Wie die Bauverwaltung im Herrschinger Rathaus mitteilte, dürfen Häuser der Gebäudeklassen 1 und 3 nach der Bayerischen Bauordnung auch ohne Genehmigung abgerissen werden. Der Abriss vor der Bauausschusssitzung war als rechtlich nicht zu beanstanden.

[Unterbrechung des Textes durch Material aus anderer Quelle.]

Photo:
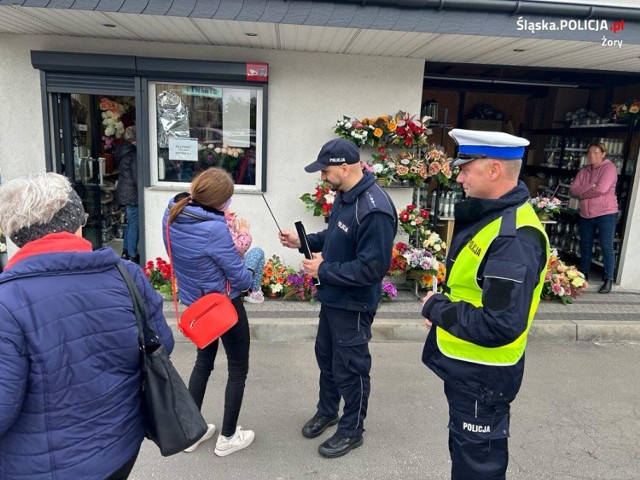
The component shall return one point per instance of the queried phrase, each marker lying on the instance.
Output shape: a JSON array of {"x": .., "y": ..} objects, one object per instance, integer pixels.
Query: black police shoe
[
  {"x": 317, "y": 425},
  {"x": 606, "y": 286},
  {"x": 339, "y": 445}
]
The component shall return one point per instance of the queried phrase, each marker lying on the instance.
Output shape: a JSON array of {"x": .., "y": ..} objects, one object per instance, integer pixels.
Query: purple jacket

Mehr Platz, Freude und Rendite in einem, verspricht ein Dienstleister von Boarding-Häusern. Dem Bausschuss lag am Montagabend ein Bauantrag für ein solches Gästeshaus mit Komfort-Apartments vor. Der Neubau soll an der Schönbichlstraße 87 entstehen. Der Beherbungsbetrieb wird eine Grundfläche von 131 Quadratmetern aufweisen und eine Wandhöhe von 10 Metern haben. In diesem Haus werden 3 mietbare Wohneinheiten mit bis zu 80 Quadratmetern Wohnfläche entstehen. Hinter dem Apartmenthaus ist ein Wohnhaus mit 240 Quadratmetern Wohnfläche geplant.

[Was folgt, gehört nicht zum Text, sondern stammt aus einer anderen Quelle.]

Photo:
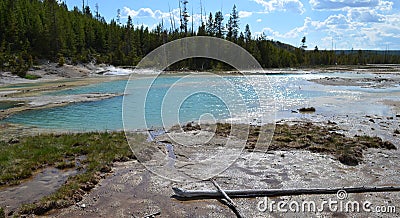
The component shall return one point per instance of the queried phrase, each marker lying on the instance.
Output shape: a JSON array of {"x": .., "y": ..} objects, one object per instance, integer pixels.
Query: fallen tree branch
[
  {"x": 250, "y": 193},
  {"x": 229, "y": 201}
]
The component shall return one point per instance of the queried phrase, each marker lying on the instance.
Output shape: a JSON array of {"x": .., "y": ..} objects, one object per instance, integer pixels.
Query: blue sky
[{"x": 340, "y": 24}]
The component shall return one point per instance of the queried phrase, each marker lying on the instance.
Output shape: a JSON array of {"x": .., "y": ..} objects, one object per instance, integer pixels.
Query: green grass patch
[
  {"x": 20, "y": 160},
  {"x": 319, "y": 139}
]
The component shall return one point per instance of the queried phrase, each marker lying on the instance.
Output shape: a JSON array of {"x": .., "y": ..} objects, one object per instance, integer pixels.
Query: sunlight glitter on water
[{"x": 281, "y": 94}]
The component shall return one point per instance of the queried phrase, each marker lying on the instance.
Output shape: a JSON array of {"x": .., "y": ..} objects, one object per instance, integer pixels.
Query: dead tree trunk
[{"x": 251, "y": 193}]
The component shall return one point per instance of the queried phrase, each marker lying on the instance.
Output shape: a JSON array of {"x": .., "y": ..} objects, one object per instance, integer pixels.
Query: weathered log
[
  {"x": 229, "y": 201},
  {"x": 250, "y": 193}
]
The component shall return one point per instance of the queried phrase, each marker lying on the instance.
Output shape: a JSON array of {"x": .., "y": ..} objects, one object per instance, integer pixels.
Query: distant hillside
[{"x": 45, "y": 29}]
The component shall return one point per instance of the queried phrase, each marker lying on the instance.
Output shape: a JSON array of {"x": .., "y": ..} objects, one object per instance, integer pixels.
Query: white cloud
[
  {"x": 282, "y": 5},
  {"x": 347, "y": 4},
  {"x": 365, "y": 15},
  {"x": 243, "y": 14}
]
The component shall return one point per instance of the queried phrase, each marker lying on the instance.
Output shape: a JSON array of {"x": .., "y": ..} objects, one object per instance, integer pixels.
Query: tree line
[{"x": 32, "y": 30}]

In der Vorlage des Bauamtes wird die Frage aufgeworfen, ob „kleinere Beherbergungsbetriebe“ im reinen Wohngebiet erlaubt seien. Weil nur 3 Apartments vermietet werden, hält die Verwaltung das „Vorhaben“ aber für zulässig.

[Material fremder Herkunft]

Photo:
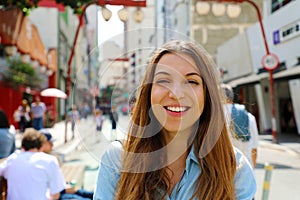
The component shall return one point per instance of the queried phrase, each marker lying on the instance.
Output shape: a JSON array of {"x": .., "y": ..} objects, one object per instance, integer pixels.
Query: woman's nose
[{"x": 176, "y": 91}]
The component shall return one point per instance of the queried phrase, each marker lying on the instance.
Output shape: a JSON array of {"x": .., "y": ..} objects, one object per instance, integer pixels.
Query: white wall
[
  {"x": 234, "y": 56},
  {"x": 294, "y": 89},
  {"x": 286, "y": 51},
  {"x": 46, "y": 20}
]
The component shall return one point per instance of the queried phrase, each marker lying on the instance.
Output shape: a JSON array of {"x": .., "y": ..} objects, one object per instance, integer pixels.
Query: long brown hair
[{"x": 139, "y": 178}]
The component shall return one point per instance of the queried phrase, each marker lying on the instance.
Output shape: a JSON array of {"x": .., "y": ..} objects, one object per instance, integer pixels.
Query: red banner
[{"x": 134, "y": 3}]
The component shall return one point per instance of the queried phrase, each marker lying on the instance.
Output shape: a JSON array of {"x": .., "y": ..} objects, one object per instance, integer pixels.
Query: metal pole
[
  {"x": 68, "y": 78},
  {"x": 266, "y": 186},
  {"x": 271, "y": 83}
]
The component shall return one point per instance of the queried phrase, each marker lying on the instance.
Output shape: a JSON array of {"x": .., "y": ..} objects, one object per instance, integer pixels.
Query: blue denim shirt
[{"x": 109, "y": 174}]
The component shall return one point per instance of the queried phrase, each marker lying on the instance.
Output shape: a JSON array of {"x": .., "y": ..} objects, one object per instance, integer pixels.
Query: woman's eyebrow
[
  {"x": 192, "y": 74},
  {"x": 161, "y": 72}
]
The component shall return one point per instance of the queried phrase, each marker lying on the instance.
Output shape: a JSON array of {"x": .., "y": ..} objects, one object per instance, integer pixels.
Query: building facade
[{"x": 249, "y": 78}]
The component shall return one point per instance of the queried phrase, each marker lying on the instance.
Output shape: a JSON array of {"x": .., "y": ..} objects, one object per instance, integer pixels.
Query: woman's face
[{"x": 177, "y": 95}]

Nicht alle Räte im Bauausschuss waren von den Plänen begeistert. Christiane Gruber (BGH) zeigte sich nahezu entsetzt, dass der „ganze Hang abgetragen und die riesige Wanne mit Beton ausgegossen werden muss. Auf dem Grundstück können dann auch keine Bäume mehr wachsen“, klagte Gruber. Auch ihr Fraktionskollege Rainer Guggenberger übte Kritik an dem Bauvorhaben. „Jetzt spüren wir die Fehler der Vergangenheit“, meinte der BGH-Rat. Er vermisst einen Bebauungsplan, der solch intensive Überbauung eines Hanggrundstücks hätte verhindern können.
Auch Grünen-Gemeinderat Wolfgang Darchinger fragte provokant, ob jetzt „ganz Herrsching ausgehöhlt wird“. Trotzdem stimmte er dem Bauvorhaben aber zu.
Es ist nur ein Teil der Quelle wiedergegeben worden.